DeployAI 2026 is planned as an intensive 14-day winter school combining expert lectures, guided tutorials, hands-on laboratories, technical discussions, mentor interaction, case studies, project development, and final demonstrations.
The programme schedule will provide participants with a structured progression from foundational artificial intelligence concepts to the deployment and operation of complete AI systems.
Programme Structure
The programme is expected to include the following types of activities:
1. Expert lectures introducing concepts, methods, tools, and current developments
2. Guided tutorials explaining implementation workflows and best practices
3. Hands-on laboratory sessions involving coding, experimentation, and deployment
4. Academic and industry mentor interactions
5. Case studies based on real-world AI applications
6. Group discussions and problem-solving sessions
7. Project planning and implementation
8. Hackathon or capstone activities
9. Technical demonstrations and presentations
10. Feedback and evaluation sessions
Indicative Daily Format
A typical programme day may include:
Morning Session
Registration or attendance
Expert lecture
Conceptual discussion
Question-and-answer session
Midday Session
Technical tutorial
Demonstration of tools, models, or deployment workflows
Discussion of practical examples
Afternoon Session
Hands-on laboratory
Coding and implementation exercise
Group work or mentor-supported problem solving
Evening or Extended Session
Project development
Hackathon activity
Mentor interaction
Revision, debugging, or preparation for demonstration
The actual timing may vary depending on the topic, invited speaker availability, laboratory requirements, project activities, and institutional arrangements.
Indicative 14-Day Progression
Day 1
AI landscape, AI engineering, deployable AI ecosystem, participant orientation, technical setup, and introduction to the programme.
Day 2
Python for AI, data preparation, data processing, visualisation, and reproducible development environments.
Day 3
Machine learning foundations, supervised learning, training workflows, and evaluation metrics.
Day 4
Feature engineering, model selection, validation, error analysis, and machine learning pipelines.
Day 5
Deep learning foundations, neural networks, optimisation, and model training using modern frameworks.
Day 6
Computer vision, image representation, classification, visual recognition, and deployment-oriented workflows.
Day 7
Natural language processing, text representation, classification, sequence modelling, and practical language applications.
Day 8
Foundation models, generative AI, pretrained models, adaptation methods, and responsible use.
Day 9
Large language models, prompt engineering, application design, evaluation, and safety considerations.
Day 10
Retrieval-Augmented Generation, embeddings, vector databases, document processing, and knowledge-grounded applications.
Day 11
MLOps, experiment tracking, dataset and model versioning, reproducibility, testing, and automation.
Day 12
Model serving, API development, inference pipelines, latency, scalability, and production integration.
Day 13
Docker, cloud deployment, monitoring, security, responsible AI, and maintenance of deployed systems.
Day 14
Capstone project, hackathon completion, end-to-end deployment, technical demonstration, evaluation, feedback, and closing session.

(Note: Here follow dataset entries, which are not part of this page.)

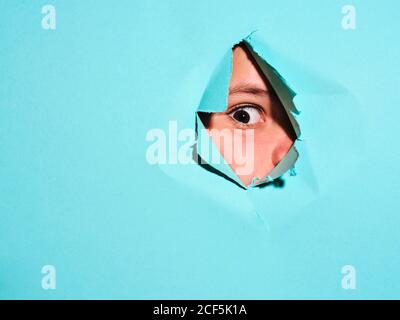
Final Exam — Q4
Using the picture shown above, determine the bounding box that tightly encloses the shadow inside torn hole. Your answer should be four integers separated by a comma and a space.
192, 144, 285, 190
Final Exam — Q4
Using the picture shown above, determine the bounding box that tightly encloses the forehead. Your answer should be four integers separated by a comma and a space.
229, 46, 267, 89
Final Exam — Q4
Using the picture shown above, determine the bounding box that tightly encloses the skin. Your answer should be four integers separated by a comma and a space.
206, 45, 296, 186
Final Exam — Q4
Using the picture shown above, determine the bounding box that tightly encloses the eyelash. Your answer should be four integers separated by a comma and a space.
226, 103, 265, 128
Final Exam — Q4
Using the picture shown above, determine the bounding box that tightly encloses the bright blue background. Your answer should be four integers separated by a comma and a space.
0, 0, 400, 299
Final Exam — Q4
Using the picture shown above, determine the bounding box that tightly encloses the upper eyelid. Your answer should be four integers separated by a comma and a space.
226, 103, 265, 114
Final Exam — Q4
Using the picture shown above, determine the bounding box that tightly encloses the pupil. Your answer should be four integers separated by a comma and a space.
233, 110, 250, 123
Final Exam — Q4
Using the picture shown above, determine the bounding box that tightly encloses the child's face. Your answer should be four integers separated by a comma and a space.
207, 46, 295, 186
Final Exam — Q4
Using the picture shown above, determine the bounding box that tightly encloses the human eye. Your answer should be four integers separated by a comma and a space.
228, 105, 263, 125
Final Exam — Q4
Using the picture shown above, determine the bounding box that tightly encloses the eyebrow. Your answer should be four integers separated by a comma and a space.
229, 83, 269, 96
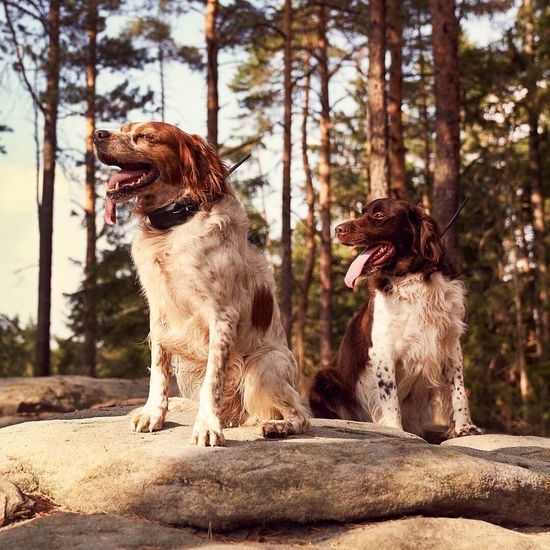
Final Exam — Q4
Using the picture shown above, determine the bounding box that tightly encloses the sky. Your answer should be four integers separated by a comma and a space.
0, 6, 516, 337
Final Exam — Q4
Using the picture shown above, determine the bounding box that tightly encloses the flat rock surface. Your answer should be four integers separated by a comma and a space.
0, 400, 550, 530
0, 512, 550, 550
0, 376, 149, 421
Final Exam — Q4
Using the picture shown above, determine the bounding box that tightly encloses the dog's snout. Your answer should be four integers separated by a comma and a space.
94, 130, 111, 143
335, 223, 349, 235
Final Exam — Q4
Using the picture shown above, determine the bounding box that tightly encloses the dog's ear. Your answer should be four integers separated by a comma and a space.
179, 134, 230, 202
412, 206, 445, 264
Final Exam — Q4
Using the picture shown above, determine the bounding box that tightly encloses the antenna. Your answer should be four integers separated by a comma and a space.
442, 196, 470, 237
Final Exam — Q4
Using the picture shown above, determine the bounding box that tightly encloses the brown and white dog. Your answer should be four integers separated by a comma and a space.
94, 122, 309, 446
310, 199, 480, 437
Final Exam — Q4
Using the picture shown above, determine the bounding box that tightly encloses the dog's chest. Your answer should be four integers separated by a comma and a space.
132, 226, 213, 325
371, 273, 464, 374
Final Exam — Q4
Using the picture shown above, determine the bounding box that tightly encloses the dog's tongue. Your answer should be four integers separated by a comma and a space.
344, 248, 376, 288
104, 170, 143, 225
107, 170, 144, 189
104, 197, 116, 225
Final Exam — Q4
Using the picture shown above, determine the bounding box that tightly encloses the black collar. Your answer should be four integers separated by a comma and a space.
143, 153, 251, 231
147, 198, 200, 231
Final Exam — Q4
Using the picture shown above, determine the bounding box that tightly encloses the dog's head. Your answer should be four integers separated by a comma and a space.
94, 122, 229, 223
336, 199, 445, 288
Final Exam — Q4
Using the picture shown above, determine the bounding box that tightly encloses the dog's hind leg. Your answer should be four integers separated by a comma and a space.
242, 350, 309, 438
130, 339, 171, 432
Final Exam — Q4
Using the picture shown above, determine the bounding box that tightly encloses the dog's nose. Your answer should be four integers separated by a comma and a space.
94, 130, 111, 143
335, 223, 349, 235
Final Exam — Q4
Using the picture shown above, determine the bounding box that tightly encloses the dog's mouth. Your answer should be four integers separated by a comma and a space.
98, 152, 160, 225
344, 241, 395, 288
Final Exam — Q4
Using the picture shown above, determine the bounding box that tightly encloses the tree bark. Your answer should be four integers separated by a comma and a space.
281, 0, 292, 345
158, 44, 166, 122
429, 0, 460, 263
205, 0, 219, 148
523, 0, 550, 361
34, 0, 59, 376
83, 0, 97, 376
317, 4, 332, 368
367, 0, 390, 200
388, 0, 408, 200
296, 51, 316, 388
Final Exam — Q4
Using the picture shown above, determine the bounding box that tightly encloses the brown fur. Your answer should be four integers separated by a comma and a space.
252, 286, 273, 332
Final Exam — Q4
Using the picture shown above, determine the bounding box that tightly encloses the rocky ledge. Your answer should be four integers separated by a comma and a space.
0, 400, 550, 530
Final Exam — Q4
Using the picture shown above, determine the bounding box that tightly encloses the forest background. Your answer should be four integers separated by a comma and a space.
0, 0, 550, 435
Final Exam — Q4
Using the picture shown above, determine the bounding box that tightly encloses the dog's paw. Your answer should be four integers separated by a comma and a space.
191, 418, 225, 447
454, 424, 483, 437
130, 405, 166, 432
260, 420, 295, 439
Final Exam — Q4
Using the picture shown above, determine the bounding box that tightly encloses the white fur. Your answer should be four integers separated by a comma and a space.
357, 273, 477, 435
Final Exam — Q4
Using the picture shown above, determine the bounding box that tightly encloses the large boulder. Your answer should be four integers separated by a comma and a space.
0, 512, 550, 550
0, 376, 149, 416
0, 400, 550, 529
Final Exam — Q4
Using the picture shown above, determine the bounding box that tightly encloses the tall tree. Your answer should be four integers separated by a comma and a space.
317, 3, 332, 368
296, 50, 316, 391
429, 0, 460, 262
281, 0, 292, 345
367, 0, 390, 199
34, 0, 59, 376
523, 0, 550, 360
83, 0, 98, 376
205, 0, 219, 148
388, 0, 408, 200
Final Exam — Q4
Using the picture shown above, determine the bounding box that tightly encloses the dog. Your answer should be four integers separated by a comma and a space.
310, 199, 481, 437
94, 122, 309, 446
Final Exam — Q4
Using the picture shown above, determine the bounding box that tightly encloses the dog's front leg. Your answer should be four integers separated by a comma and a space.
191, 309, 239, 447
130, 340, 171, 432
445, 339, 481, 437
369, 348, 403, 430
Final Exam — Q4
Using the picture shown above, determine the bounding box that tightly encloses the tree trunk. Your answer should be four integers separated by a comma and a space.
429, 0, 460, 263
83, 0, 97, 376
317, 4, 332, 368
388, 0, 408, 200
281, 0, 292, 345
205, 0, 219, 148
367, 0, 390, 200
296, 51, 315, 394
34, 0, 59, 376
523, 0, 550, 361
417, 13, 432, 212
158, 44, 166, 122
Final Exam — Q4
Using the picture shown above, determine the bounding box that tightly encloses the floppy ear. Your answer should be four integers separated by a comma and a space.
413, 206, 445, 264
179, 133, 230, 202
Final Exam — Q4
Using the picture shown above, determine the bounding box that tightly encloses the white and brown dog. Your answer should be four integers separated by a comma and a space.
94, 122, 309, 446
310, 199, 481, 437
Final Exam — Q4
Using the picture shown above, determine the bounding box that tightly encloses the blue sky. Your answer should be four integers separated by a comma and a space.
0, 9, 509, 336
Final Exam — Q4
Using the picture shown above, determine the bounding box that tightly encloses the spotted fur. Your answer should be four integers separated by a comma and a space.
310, 199, 480, 437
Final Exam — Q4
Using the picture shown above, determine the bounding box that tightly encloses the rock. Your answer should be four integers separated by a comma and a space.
0, 400, 550, 530
0, 513, 550, 550
0, 512, 208, 550
0, 376, 149, 418
0, 479, 34, 527
443, 434, 550, 475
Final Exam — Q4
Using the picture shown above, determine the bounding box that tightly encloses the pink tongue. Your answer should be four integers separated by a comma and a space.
344, 248, 376, 288
107, 170, 145, 189
104, 197, 116, 225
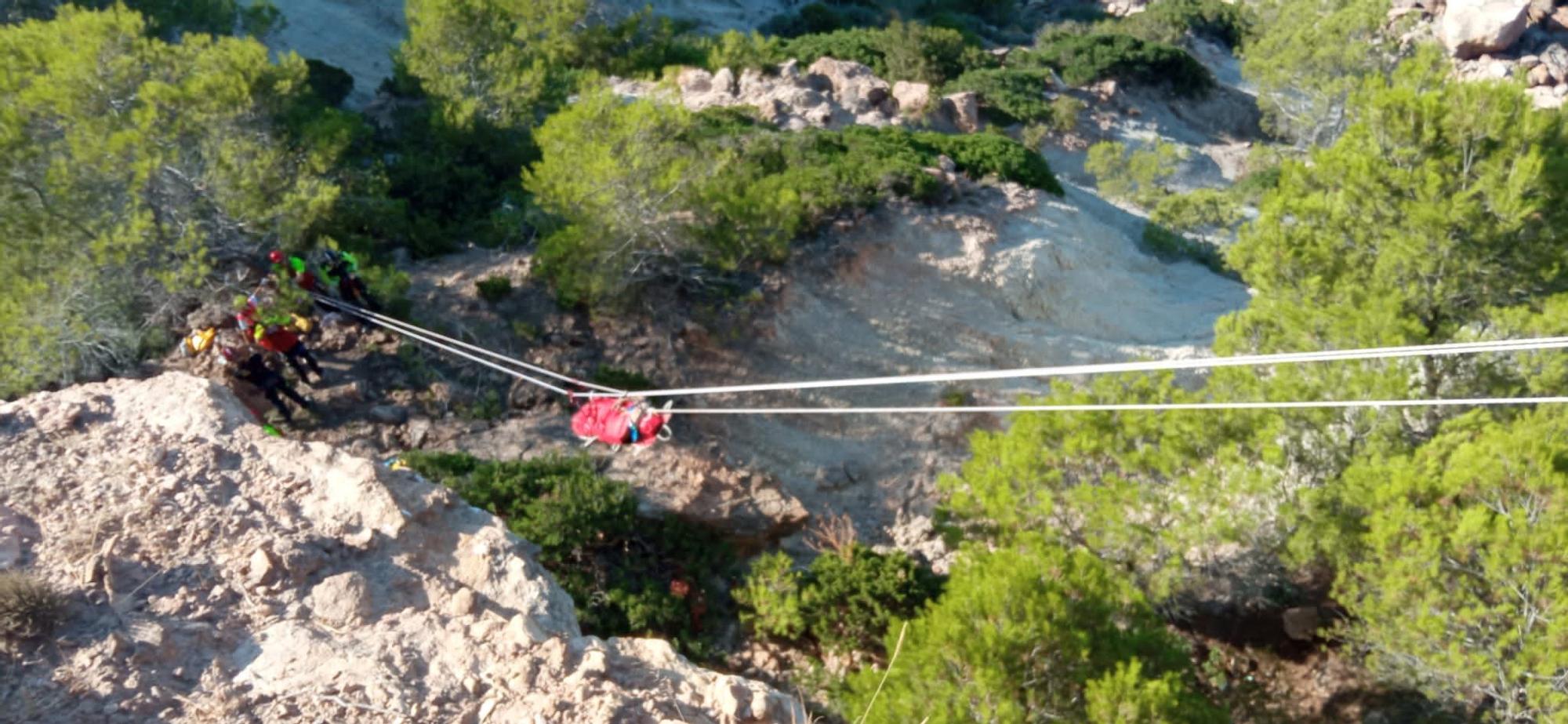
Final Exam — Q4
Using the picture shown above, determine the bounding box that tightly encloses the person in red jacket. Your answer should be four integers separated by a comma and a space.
572, 396, 670, 448
256, 325, 323, 384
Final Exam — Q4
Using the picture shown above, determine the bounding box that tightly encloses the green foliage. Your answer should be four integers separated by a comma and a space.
401, 0, 588, 129
0, 570, 66, 641
942, 67, 1052, 124
403, 451, 734, 653
1143, 222, 1229, 275
1113, 0, 1256, 49
1301, 407, 1568, 722
1051, 96, 1088, 133
800, 544, 941, 653
524, 91, 1060, 304
1083, 140, 1181, 207
734, 542, 941, 653
1029, 30, 1214, 96
704, 30, 787, 71
304, 58, 354, 108
1149, 188, 1242, 232
840, 540, 1225, 724
0, 6, 345, 395
588, 365, 654, 391
732, 551, 806, 641
474, 275, 511, 304
941, 52, 1568, 617
784, 20, 994, 85
1242, 0, 1413, 146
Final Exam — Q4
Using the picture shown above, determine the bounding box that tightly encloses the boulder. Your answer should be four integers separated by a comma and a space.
1279, 606, 1319, 641
309, 570, 370, 628
808, 58, 891, 116
941, 91, 980, 133
1541, 44, 1568, 83
712, 67, 735, 96
892, 80, 931, 113
1439, 0, 1530, 60
1529, 66, 1552, 86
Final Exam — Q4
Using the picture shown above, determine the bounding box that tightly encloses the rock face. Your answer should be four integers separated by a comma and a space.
0, 373, 806, 724
612, 58, 980, 132
1439, 0, 1530, 60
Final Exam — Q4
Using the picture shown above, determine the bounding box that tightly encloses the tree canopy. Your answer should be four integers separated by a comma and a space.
0, 6, 345, 395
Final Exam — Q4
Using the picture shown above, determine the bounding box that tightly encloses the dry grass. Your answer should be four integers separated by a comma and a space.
806, 512, 855, 561
0, 570, 66, 642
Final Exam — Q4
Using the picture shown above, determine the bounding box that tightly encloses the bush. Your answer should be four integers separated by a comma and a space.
840, 540, 1225, 724
1083, 140, 1181, 207
704, 30, 787, 72
1008, 30, 1214, 96
0, 570, 66, 641
801, 544, 941, 653
735, 542, 941, 653
941, 67, 1052, 123
588, 365, 654, 391
1113, 0, 1254, 49
403, 451, 734, 653
784, 20, 996, 85
474, 275, 511, 304
1143, 223, 1231, 275
1051, 96, 1088, 133
734, 553, 806, 641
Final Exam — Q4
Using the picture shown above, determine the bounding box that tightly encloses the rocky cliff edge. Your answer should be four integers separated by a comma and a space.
0, 373, 806, 724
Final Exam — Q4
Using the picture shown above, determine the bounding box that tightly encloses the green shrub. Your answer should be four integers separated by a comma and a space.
1051, 96, 1088, 133
1143, 223, 1231, 275
735, 542, 941, 653
839, 540, 1225, 724
1113, 0, 1254, 49
1008, 30, 1214, 96
1083, 140, 1181, 207
588, 365, 654, 391
0, 570, 66, 641
704, 30, 787, 72
941, 67, 1052, 123
304, 58, 354, 108
474, 275, 511, 304
784, 20, 996, 85
403, 451, 734, 655
916, 133, 1063, 196
732, 553, 806, 641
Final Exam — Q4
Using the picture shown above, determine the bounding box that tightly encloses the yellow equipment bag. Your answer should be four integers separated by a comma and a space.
182, 328, 218, 358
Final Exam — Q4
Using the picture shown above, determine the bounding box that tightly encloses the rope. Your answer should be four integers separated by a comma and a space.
310, 292, 626, 396
310, 297, 572, 396
659, 396, 1568, 415
586, 337, 1568, 398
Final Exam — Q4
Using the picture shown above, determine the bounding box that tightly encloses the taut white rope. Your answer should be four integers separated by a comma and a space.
586, 337, 1568, 396
310, 293, 626, 396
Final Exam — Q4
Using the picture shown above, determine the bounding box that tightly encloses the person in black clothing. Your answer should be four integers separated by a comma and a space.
223, 347, 310, 423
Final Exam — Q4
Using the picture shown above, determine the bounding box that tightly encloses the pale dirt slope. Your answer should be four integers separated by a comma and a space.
0, 373, 804, 724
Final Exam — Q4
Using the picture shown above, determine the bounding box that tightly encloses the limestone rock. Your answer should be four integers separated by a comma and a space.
892, 80, 931, 115
1439, 0, 1530, 60
309, 570, 370, 627
0, 373, 806, 724
1281, 606, 1319, 641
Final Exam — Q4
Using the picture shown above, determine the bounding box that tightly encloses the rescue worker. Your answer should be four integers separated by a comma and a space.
221, 347, 312, 424
572, 396, 670, 449
254, 325, 323, 384
323, 249, 381, 312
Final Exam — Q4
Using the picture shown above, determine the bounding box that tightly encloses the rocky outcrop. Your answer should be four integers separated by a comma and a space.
612, 58, 980, 132
1439, 0, 1530, 60
0, 373, 806, 724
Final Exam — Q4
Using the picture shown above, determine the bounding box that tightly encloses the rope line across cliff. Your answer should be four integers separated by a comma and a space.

Final Schedule Publication
The final schedule will include:
1. Session date
2. Start and end time
3. Session title
4. Session type
5. Speaker or mentor
6. Venue or laboratory
7. Session description
8. Participant requirements
9. Required software or preparation
10. Schedule updates
The detailed session-wise schedule will be added through the Schedule management section of the microsite admin panel.
Schedule Changes
The organising committee may revise session timings, speakers, venues, laboratories, or activity order when necessary.
All important updates will be communicated through the event website, registered email address, or official event communication channels.
Participants should check the latest schedule before each programme day and follow the instructions issued by the organising team.
Attendance
Participants are expected to attend all required lectures, laboratories, project sessions, mentor interactions, and demonstrations.
Minimum attendance, assignment completion, project participation, or evaluation requirements may apply for certificate eligibility.
Technical Preparation
Participants should bring their laptop, charger, and required accessories to all practical sessions.
Software installation, datasets, account creation, development environments, and other technical preparation instructions may be shared before the programme.
Participants should complete the required setup within the communicated deadline to avoid delays during laboratory sessions.